The SA-ZIG model is inherently similar to factor analysis. In factor analysis, both the loading matrix and the coefficient vector are unknown. The key difference between SA-ZIG and factor analysis is that SA-ZIG uses a large coefficient matrix, whereas factor analysis uses a single vector. Additionally, SA-ZIG assumes a two-stage Bernoulli–Gamma model, while factor analysis assumes a normal distribution.
In both models, likelihood-based estimation can determine convergence behavior by linking the complete data likelihood with the conditional likelihood. For factor analysis, the normal distribution and the linearity of the sufficient statistic in the observed data allow the use of ALS to estimate both the loading matrix and the coefficient vector ([31]). However, SA-ZIG cannot use ALS because the variance of the Gamma distribution is not constant.
In both SA-ZIG and factor analysis, the unobserved row (or column) vector representation and the factor loading matrix can be treated as missing data, assuming the data are missing completely at random. For missing data analysis, the well-known Expectation Maximization (EM) algorithm can be used to estimate parameters. The EM algorithm has the advantageous property that successive updates always move towards maximizing the log likelihood. It works well when the proportion of missing data is small, but it is notoriously slow when a large amount of data is missing.
For SA-ZIG, the alternating scheme with the Fisher scoring algorithm offers the benefit of a quadratic rate of convergence if the true parameters and their estimates lie within the interior of the parameter space. However, in real applications, the estimation process might diverge at either stage of the alternating scheme because the Fisher scoring update does not always guarantee an upward direction, especially in cases of complete or quasi complete separation. Additionally, the algorithm may struggle to find the optimal solution due to the non-identifiability of the row and column matrices under orthogonal transformations, leading to a ridge of solutions. The learning rate adjustment in Algorithm 3 helps by making small moves during successive updates in later stage of the algorithm and thereby is more likely to find a solution.
Future research on similar problems could explore alternative distributions beyond Gamma. Tweedie and Weibull distributions, for instance, are capable of modeling both symmetric and skewed data through varying parameters, each with its own associated link functions. However, new algorithms and convergence analyses would need to be developed specifically for these distributions. In practical applications, the most suitable distribution for the observed data is often uncertain, making diagnostic procedures an important area for further investigation.

Author Contributions

Methodology, T.K. and H.W.; Software, T.K. and H.W.; Validation, T.K.; Writing—original draft, T.K. and H.W.; Writing—review & editing, T.K. and H.W.; Supervision, H.W. All authors have read and agreed to the published version of the manuscript.

Funding

This research received no external funding.

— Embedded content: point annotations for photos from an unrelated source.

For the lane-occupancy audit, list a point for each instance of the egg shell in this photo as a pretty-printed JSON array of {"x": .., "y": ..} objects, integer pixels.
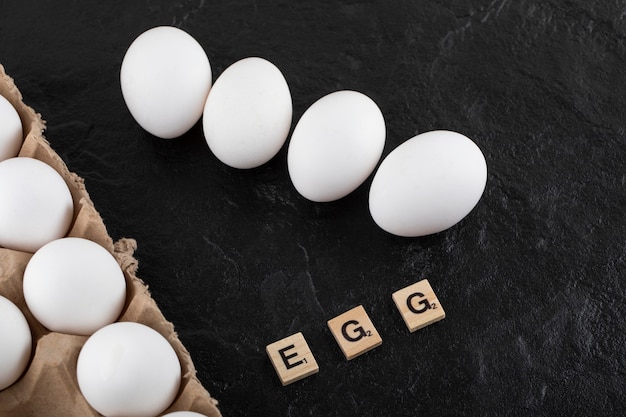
[
  {"x": 75, "y": 286},
  {"x": 335, "y": 145},
  {"x": 11, "y": 133},
  {"x": 427, "y": 184},
  {"x": 15, "y": 343},
  {"x": 165, "y": 78},
  {"x": 247, "y": 115},
  {"x": 36, "y": 204},
  {"x": 128, "y": 369}
]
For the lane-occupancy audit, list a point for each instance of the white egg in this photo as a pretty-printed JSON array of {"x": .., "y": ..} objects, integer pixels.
[
  {"x": 35, "y": 204},
  {"x": 11, "y": 135},
  {"x": 15, "y": 343},
  {"x": 335, "y": 145},
  {"x": 165, "y": 79},
  {"x": 73, "y": 285},
  {"x": 248, "y": 112},
  {"x": 427, "y": 184},
  {"x": 128, "y": 369}
]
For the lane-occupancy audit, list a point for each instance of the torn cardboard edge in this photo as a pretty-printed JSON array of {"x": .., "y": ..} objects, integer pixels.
[{"x": 49, "y": 385}]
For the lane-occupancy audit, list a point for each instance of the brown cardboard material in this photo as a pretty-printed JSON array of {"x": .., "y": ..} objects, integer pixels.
[{"x": 49, "y": 386}]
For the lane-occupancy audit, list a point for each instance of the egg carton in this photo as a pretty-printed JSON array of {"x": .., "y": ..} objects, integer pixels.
[{"x": 49, "y": 385}]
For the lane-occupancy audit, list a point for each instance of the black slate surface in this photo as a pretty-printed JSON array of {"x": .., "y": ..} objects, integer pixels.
[{"x": 532, "y": 281}]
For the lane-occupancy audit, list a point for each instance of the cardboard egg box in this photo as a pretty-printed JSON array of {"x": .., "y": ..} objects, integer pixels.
[{"x": 49, "y": 386}]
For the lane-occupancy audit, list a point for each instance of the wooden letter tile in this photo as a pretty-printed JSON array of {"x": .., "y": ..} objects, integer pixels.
[
  {"x": 354, "y": 332},
  {"x": 418, "y": 305},
  {"x": 292, "y": 358}
]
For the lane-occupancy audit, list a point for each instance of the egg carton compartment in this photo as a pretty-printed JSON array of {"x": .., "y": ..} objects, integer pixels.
[{"x": 49, "y": 384}]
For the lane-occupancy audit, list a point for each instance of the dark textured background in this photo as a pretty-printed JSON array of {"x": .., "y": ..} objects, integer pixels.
[{"x": 532, "y": 281}]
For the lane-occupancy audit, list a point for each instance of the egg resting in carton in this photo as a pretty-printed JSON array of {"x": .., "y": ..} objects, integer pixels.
[{"x": 49, "y": 385}]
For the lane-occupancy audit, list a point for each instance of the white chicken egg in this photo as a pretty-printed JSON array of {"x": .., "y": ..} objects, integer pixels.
[
  {"x": 11, "y": 133},
  {"x": 335, "y": 145},
  {"x": 165, "y": 79},
  {"x": 35, "y": 204},
  {"x": 247, "y": 115},
  {"x": 128, "y": 369},
  {"x": 75, "y": 286},
  {"x": 427, "y": 184},
  {"x": 15, "y": 343}
]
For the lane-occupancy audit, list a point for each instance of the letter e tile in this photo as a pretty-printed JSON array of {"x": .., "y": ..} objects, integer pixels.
[
  {"x": 418, "y": 305},
  {"x": 292, "y": 359},
  {"x": 354, "y": 332}
]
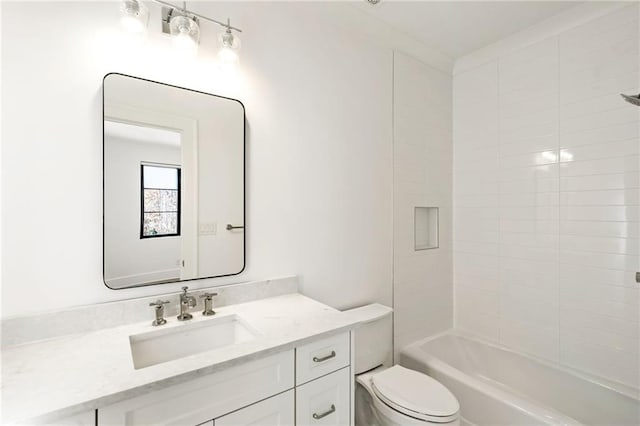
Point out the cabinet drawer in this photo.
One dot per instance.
(275, 411)
(325, 401)
(321, 357)
(205, 398)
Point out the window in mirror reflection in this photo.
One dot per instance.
(160, 200)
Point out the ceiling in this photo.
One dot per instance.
(457, 28)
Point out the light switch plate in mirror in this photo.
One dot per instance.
(173, 167)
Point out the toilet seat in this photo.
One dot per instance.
(415, 394)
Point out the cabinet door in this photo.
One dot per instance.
(325, 401)
(321, 357)
(205, 398)
(275, 411)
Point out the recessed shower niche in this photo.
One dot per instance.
(425, 228)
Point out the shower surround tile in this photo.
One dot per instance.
(548, 266)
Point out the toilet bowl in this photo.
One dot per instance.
(399, 396)
(390, 396)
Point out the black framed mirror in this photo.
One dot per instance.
(174, 183)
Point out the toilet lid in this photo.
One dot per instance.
(414, 391)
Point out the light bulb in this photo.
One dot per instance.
(185, 31)
(135, 16)
(229, 46)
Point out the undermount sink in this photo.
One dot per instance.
(160, 346)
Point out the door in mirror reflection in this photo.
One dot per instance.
(173, 183)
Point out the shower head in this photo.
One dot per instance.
(632, 99)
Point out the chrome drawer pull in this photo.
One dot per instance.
(326, 413)
(324, 358)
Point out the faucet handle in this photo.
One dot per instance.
(159, 308)
(207, 295)
(208, 303)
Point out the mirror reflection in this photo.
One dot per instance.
(173, 183)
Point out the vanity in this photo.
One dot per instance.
(280, 360)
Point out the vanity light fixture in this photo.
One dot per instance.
(185, 24)
(229, 45)
(184, 29)
(135, 16)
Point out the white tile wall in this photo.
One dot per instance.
(423, 281)
(546, 198)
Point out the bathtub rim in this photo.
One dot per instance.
(540, 413)
(617, 387)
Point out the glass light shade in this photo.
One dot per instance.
(229, 45)
(135, 16)
(185, 32)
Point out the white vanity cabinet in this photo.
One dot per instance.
(203, 399)
(275, 411)
(309, 385)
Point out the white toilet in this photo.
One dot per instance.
(388, 396)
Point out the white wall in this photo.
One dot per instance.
(546, 195)
(128, 258)
(423, 280)
(319, 153)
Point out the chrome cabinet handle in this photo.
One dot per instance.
(325, 414)
(230, 227)
(324, 358)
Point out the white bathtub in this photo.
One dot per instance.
(496, 386)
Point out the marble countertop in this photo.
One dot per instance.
(47, 380)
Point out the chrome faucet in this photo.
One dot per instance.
(186, 302)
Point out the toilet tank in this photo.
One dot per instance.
(373, 338)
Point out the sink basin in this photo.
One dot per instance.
(160, 346)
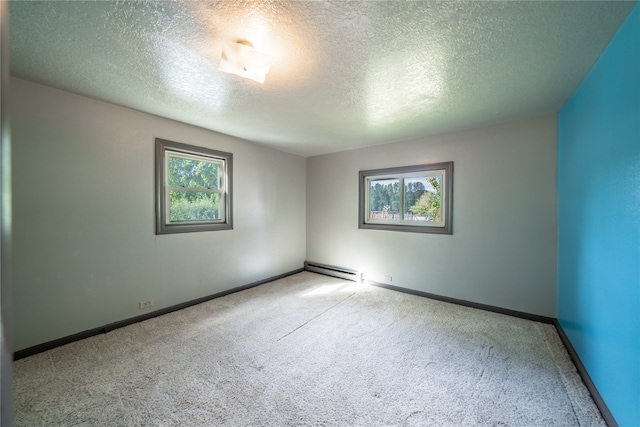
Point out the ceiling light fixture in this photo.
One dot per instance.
(242, 59)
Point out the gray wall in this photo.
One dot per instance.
(503, 248)
(85, 252)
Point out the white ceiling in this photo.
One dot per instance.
(346, 74)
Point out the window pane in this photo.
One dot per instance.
(384, 199)
(193, 206)
(192, 173)
(423, 198)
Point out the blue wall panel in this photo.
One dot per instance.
(599, 222)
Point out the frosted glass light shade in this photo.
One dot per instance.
(242, 59)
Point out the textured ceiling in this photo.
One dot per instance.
(346, 74)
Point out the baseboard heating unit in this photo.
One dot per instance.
(329, 270)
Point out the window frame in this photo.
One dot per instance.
(162, 147)
(401, 173)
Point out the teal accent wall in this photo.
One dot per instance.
(599, 222)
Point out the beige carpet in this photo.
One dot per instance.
(310, 350)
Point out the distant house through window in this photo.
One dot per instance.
(410, 198)
(193, 188)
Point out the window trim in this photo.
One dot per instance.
(406, 172)
(162, 146)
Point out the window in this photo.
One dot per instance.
(418, 199)
(193, 188)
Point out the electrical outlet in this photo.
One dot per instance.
(145, 304)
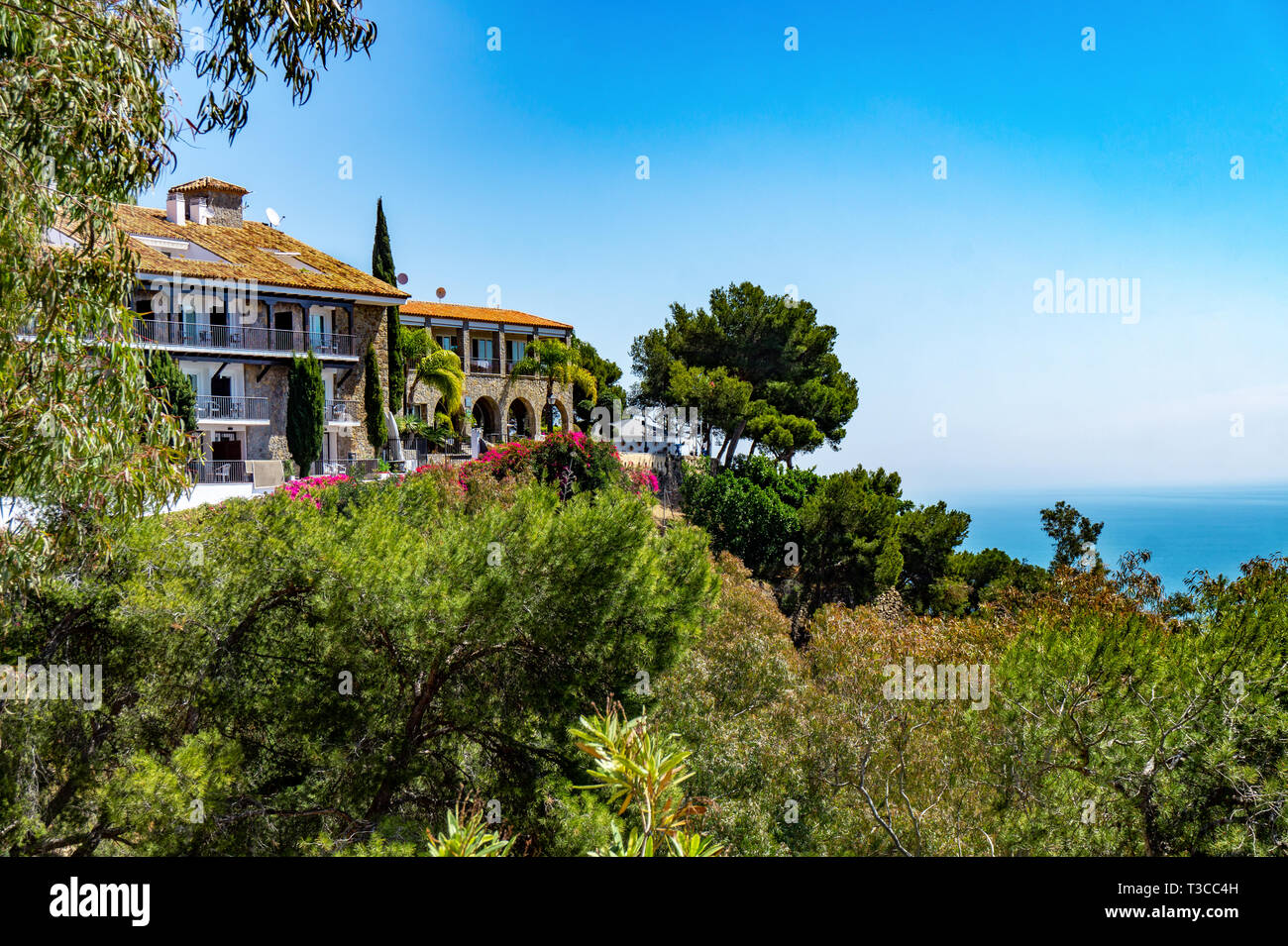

Data Availability Statement

The original contributions presented in the study are included in the article, further inquiries can be directed to the corresponding author.

Conflicts of Interest

The authors declare no conflicts of interest.

References

  1. Edelman, A.; Jeong, S. Fifty three matrix factorizations: A systematic approach. arXiv 2022, arXiv:2104.08669. [Google Scholar] [CrossRef]
  2. Gan, J.; Liu, T.; Li, L.; Zhang, J. Non-negative Matrix Factorization: A Survey. Comput. J. 2021, 64, 1080–1092. [Google Scholar] [CrossRef]
  3. Saberi-Movahed, F.; Berahman, K.; Sheikhpour, R.; Li, Y.; Pan, S. Nonnegative matrix factorization in dimensionality reduction: A survey. arXiv 2024, arXiv:2405.03615. [Google Scholar]
  4. Wang, Y.-X.; Zhang, Y.-J. Nonnegative matrix factorization: A comprehensive review. IEEE Trans. Knowl. Data Eng. 2013, 25, 1336–1353. [Google Scholar] [CrossRef]
  5. Koren, Y. Factorization meets the neighborhood: A multifaceted collaborative filtering model. In Proceedings of the 14th ACM SIGKDD International Conference on Knowledge Discovery and Data Mining, KDD ’08, Las Vegas, NV, USA, 24–27 August 2008; Association for Computing Machinery: New York, NY, USA, 2008; pp. 426–434. [Google Scholar]
  6. Zhang, Z.; Liu, H. Social recommendation model combining trust propagation and sequential behaviors. Appl. Intell. 2015, 43, 695–706. [Google Scholar] [CrossRef]
  7. Fernández-Tobías, I.; Cantador, I.; Tomeo, P.; Anelli, V.W.; Di Noia, T. Addressing the user cold start with cross-domain collaborative filtering: Exploiting item metadata in matrix factorization. User Model. User-Adapt. Interact. 2019, 29, 443–486. [Google Scholar] [CrossRef]
  8. Puthiya Parambath, S.A.; Chawla, S. Simple and effective neural-free soft-cluster embeddings for item cold-start recommendations. Data Min. Knowl. Discov. 2020, 34, 1560–1588. [Google Scholar] [CrossRef]
  9. Nguyen, P.; Wang, J.; Kalousis, A. Factorizing lambdaMART for cold start recommendations. Mach. Learn. 2016, 104, 223–242. [Google Scholar] [CrossRef]
  10. Panda, D.K.; Ray, S. Approaches and algorithms to mitigate cold start problems in recommender systems: A systematic literature review. J. Intell. Inf. Syst. 2022, 59, 341–366. [Google Scholar] [CrossRef]
  11. Mikolov, T.; Chen, K.; Corrado, G.S.; Dean, J. Efficient estimation of word representations in vector space. arXiv 2013, arXiv:1301.3781. [Google Scholar]
  12. Mikolov, T.; Sutskever, I.; Chen, K.; Corrado, G.S.; Dean, J. Distributed representations of words and phrases and their compositionality. In Advances in Neural Information Processing Systems; Burges, C., Bottou, L., Welling, M., Ghahramani, Z., Weinberger, K., Eds.; Curran Associates, Inc.: Red Hook, NY, USA, 2013; Volume 26. [Google Scholar]
  13. Pennington, J.; Socher, R.; Manning, C.D. Glove: Global vectors for word representation. In Proceedings of the 2014 Conference on Empirical Methods in Natural Language Processing (EMNLP), Doha, Qatar, 25–29 October 2014; pp. 1532–1543. [Google Scholar]
  14. Mills, E.D. Adjusting for Covariates in Zero-Inflated Gamma and Zero-Inflated Log-Normal Models for Semicontinuous Data. Ph.D. Dissertation, University of Iowa, Iowa City, IA, USA, 2013. [Google Scholar] [CrossRef]
  15. Wei, X.-X.; Zhou, D.; Grosmark, A.D.; Ajabi, Z.; Sparks, F.T.; Zhou, P.; Brandon, M.P.; Losonczy, A.; Paninski, L. A zero-inflated gamma model for post-deconvolved calcium imaging traces. Neural Data Sci. Anal. 2020, 3. [Google Scholar] [CrossRef]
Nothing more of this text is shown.